Il provvedimento cautelare, oltre che sui risultati delle indagini, si basa anche su una parallela attività investigativa svolta a proposito di un’inchiesta per associazione mafiosa, sempre sul territorio di Paternò (la cosiddetta operazione “En Plein 2”). In questo frangente erano, infatti, venuti a galla gli assidui rapporti di frequentazione tra la vittima ed alcuni esponenti del clan Rapisarda, tra i quali proprio gli arrestati di oggi Barbagallo e Cannavò. Si è scoperto così che pochi giorni prima di morire la vittima e i due presunti assassini avrebbero avuto dei dissapori a causa del comportamento di Di Cavolo, ritenuto “inaffidabile”, per la sua abitudine di parlare troppo e di mettere in giro voci denigratorie nei confronti di altri componenti del gruppo mafioso. Di qui scaturiva la decisione di eliminarlo, portandolo in località distante dal territorio controllato dalla cosca. I due sicari, secondo la ricostruzione emersa dalle indagini, avrebbero così portato Di Cavolo con una scusa nella zona di Raddusa e lì massacrato a colpi di pietra in faccia il loro ex compagno di sodalizio, per renderne irriconoscibili i tratti somatici.

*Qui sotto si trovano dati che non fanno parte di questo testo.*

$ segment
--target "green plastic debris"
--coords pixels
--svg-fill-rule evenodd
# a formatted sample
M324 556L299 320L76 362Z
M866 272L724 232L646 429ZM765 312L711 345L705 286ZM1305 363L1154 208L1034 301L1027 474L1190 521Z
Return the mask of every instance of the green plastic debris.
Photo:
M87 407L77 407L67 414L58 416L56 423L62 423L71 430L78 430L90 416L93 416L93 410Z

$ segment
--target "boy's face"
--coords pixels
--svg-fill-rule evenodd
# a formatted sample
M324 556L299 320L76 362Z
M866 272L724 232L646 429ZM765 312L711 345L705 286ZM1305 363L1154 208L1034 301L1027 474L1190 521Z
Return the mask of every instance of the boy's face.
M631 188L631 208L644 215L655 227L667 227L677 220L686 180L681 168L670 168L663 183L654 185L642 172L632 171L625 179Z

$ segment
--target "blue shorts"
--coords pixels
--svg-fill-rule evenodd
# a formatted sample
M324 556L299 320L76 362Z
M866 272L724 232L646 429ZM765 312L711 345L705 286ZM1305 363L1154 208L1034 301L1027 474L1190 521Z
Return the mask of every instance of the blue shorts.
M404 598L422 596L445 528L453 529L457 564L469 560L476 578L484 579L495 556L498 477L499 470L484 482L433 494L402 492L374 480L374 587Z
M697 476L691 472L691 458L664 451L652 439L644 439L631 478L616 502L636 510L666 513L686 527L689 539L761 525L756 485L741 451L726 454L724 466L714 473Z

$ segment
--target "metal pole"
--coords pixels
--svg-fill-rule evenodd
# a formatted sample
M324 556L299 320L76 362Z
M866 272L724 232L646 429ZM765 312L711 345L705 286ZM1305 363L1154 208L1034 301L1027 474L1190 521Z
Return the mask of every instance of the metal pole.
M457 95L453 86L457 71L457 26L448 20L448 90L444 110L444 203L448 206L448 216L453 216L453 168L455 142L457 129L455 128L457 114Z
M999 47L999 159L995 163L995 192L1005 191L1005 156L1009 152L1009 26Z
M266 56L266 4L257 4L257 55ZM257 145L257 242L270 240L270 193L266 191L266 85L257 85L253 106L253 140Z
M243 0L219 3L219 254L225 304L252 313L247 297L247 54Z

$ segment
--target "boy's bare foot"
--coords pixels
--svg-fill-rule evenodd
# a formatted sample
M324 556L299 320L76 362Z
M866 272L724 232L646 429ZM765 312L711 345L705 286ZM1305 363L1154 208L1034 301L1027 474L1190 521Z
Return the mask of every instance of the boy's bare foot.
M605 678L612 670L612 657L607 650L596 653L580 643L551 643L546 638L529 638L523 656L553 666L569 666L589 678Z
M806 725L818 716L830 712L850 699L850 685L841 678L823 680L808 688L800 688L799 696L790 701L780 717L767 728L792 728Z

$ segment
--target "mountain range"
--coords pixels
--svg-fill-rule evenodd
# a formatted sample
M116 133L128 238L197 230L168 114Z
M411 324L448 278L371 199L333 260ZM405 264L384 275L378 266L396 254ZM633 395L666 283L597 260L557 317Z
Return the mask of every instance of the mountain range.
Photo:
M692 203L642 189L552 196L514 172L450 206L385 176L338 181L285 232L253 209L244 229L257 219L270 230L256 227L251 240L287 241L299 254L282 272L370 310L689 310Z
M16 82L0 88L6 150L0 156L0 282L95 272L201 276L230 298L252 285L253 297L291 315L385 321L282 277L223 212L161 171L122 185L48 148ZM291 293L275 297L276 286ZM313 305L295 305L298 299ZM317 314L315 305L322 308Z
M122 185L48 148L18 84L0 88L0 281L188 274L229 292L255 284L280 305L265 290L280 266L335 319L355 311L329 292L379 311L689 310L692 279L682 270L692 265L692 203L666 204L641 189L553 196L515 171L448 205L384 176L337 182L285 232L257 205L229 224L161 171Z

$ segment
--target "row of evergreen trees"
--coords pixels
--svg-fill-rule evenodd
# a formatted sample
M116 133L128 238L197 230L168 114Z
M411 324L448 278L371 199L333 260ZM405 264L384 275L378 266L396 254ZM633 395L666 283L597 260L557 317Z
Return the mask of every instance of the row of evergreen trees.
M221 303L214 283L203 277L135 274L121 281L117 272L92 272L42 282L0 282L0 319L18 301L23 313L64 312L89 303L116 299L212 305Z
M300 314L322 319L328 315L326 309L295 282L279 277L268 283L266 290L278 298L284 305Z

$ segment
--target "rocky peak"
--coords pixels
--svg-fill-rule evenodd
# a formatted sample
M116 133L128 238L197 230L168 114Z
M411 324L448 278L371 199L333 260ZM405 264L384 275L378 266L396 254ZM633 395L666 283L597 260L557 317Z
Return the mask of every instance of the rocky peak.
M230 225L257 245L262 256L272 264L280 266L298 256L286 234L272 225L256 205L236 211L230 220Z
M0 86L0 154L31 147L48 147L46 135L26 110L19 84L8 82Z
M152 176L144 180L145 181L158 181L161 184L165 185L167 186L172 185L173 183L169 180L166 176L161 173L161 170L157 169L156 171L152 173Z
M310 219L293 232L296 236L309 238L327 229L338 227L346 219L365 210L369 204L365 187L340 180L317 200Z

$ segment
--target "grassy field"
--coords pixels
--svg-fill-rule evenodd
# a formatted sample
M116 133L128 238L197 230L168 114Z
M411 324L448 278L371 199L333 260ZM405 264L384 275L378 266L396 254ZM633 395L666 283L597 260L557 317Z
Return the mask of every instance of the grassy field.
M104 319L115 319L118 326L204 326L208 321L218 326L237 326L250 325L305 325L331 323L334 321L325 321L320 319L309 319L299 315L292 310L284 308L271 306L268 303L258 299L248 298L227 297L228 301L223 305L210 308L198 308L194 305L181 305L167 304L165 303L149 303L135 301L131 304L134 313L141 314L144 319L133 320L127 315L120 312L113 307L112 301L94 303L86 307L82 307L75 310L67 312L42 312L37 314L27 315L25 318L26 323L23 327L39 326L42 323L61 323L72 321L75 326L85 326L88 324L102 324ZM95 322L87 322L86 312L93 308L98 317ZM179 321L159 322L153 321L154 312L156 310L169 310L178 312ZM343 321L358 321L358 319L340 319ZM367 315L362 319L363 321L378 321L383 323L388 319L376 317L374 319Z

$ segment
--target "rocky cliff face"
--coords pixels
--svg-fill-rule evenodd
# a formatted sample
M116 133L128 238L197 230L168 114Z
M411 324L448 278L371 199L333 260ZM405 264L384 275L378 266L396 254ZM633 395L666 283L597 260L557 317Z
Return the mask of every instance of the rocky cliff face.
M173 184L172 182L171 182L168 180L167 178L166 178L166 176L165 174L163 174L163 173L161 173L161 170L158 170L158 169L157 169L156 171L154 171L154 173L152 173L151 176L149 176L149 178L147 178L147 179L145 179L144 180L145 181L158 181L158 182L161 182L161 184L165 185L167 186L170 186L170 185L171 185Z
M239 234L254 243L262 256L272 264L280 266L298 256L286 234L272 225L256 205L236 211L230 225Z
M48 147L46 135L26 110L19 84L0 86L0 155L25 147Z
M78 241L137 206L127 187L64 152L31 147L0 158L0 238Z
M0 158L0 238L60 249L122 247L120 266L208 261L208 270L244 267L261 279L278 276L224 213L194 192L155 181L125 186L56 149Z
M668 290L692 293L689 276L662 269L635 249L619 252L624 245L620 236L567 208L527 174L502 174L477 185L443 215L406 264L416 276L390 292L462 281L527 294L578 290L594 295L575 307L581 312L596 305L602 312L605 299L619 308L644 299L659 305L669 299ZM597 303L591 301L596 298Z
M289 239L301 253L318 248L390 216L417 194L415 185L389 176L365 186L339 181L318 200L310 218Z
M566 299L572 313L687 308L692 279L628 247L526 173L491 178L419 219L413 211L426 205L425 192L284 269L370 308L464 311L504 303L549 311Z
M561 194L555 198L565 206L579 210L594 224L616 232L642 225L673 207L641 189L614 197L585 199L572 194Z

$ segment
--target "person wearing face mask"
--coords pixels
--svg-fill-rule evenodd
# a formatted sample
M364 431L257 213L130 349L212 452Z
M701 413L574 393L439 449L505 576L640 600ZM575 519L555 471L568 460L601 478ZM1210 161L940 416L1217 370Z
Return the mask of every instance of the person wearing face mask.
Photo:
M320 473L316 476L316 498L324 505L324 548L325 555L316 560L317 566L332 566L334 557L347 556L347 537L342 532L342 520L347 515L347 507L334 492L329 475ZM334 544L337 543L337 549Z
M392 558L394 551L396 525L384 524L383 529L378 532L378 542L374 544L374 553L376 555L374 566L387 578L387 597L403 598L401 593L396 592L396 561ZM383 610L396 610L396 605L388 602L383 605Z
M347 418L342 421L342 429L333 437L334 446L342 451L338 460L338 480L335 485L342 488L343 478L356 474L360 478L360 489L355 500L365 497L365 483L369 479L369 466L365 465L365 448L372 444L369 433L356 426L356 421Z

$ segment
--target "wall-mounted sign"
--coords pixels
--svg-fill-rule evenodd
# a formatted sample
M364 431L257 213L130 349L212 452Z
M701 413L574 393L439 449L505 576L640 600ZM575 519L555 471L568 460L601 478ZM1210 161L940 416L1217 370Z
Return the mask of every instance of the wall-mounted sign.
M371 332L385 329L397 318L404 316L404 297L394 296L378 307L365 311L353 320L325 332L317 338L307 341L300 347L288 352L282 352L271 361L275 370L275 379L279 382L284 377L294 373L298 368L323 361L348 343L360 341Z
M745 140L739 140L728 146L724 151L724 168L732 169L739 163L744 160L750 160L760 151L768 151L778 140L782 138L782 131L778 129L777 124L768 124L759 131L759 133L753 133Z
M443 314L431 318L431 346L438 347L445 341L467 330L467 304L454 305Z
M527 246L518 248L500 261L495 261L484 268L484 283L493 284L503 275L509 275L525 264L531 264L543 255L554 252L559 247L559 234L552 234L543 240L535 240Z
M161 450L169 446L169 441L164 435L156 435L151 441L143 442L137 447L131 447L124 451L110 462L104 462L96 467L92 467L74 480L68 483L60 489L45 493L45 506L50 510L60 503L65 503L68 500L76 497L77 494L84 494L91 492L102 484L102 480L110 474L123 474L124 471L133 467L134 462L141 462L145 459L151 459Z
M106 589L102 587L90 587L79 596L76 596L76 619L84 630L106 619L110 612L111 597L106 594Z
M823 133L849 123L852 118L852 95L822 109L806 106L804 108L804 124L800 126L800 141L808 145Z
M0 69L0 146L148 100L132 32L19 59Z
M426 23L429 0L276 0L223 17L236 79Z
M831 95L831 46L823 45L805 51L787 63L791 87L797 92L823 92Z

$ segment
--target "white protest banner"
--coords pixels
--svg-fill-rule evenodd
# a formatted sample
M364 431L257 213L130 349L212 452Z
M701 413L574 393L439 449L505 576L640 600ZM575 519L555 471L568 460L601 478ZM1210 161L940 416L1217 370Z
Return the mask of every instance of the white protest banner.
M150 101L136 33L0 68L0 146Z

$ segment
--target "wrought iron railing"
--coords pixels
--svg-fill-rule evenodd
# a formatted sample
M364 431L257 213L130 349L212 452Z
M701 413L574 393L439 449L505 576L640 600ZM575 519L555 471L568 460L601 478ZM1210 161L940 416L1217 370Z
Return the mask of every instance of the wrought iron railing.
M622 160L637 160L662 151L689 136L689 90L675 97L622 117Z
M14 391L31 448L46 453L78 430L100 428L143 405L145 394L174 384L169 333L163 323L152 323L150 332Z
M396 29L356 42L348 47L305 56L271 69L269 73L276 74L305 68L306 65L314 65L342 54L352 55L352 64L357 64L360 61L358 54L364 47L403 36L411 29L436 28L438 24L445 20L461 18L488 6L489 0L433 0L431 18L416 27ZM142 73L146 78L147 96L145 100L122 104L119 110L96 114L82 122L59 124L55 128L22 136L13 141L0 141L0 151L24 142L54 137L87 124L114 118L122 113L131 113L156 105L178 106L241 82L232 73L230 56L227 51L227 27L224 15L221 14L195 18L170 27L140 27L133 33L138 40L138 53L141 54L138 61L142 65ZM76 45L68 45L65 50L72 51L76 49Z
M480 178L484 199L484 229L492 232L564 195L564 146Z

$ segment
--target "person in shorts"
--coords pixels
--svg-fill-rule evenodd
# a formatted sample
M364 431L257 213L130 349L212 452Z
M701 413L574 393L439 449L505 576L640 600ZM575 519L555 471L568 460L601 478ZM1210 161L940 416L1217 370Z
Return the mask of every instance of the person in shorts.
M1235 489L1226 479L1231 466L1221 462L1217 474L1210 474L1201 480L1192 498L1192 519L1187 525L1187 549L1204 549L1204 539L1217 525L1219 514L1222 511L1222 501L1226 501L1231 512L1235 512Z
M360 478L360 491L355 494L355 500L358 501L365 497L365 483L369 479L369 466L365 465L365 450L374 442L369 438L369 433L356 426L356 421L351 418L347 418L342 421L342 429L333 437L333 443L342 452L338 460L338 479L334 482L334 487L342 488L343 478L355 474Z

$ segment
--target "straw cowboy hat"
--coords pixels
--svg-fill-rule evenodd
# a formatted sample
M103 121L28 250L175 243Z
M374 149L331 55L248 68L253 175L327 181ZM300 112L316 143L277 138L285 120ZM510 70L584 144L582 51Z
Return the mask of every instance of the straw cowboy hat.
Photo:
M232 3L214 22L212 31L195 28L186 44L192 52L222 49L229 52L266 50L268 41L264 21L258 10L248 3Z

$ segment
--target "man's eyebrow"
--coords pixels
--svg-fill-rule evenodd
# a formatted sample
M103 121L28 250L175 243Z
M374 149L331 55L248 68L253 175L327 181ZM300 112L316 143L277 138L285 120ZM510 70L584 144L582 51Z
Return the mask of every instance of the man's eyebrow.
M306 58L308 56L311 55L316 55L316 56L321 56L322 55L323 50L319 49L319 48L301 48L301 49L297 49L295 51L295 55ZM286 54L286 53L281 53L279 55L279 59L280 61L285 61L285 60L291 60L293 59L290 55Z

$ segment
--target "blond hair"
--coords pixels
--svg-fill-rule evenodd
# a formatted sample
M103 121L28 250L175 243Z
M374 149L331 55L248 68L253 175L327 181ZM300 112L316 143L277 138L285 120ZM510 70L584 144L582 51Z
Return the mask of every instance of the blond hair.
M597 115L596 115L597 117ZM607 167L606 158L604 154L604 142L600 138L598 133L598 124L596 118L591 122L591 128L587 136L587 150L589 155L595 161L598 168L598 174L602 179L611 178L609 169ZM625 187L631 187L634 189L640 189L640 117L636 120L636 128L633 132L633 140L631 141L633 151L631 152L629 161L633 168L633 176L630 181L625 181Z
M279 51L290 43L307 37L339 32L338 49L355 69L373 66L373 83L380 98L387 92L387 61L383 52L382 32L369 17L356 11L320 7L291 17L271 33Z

L’attività investigativa consentiva di accertare, inoltre, grazie alle indagini balistiche delegate ai carabinieri del Ris di Messina, che la pistola utilizzata per l’omicidio Di Cavolo era già stata utilizzata in occasione di una tentata rapina consumata il 30 dicembre 2017 ai danni dei titolari di un distributore di carburante di Paternò, fatto per il quale Cannavò è attualmente sotto processo. Veniva accertata, infatti, una perfetta corrispondenza tra l’ogiva rinvenuta in sede di esame autoptico sul cadavere della vittima, gli ulteriori due proiettili rinvenuti sulla scena dell’omicidio, e l’ogiva rinvenuta sul teatro della tentata rapina, a riprova del fatto che il suddetto materiale balistico era stato esploso da un’unica arma.

Ulteriori accertamenti tecnico scientifici compiuti sui campioni ematici rinvenuti sulla scena del crimine hanno consentito di attribuire una delle tracce a Barbagallo. Il provvedimento restrittivo è stato notificato ad entrambi gli indagati in carcere in quanto sono già detenuti dal 19 giugno 2018 perché arrestati nell’ambito del blitz “En Plein 2”, contro 19 appartenenti al clan Laudani che opera a Paternò, tutti chiamati a rispondere dei delitti di associazione di tipo mafioso, traffico di stupefacenti, tentata rapina, porto abusivo e detenzione illegale di armi.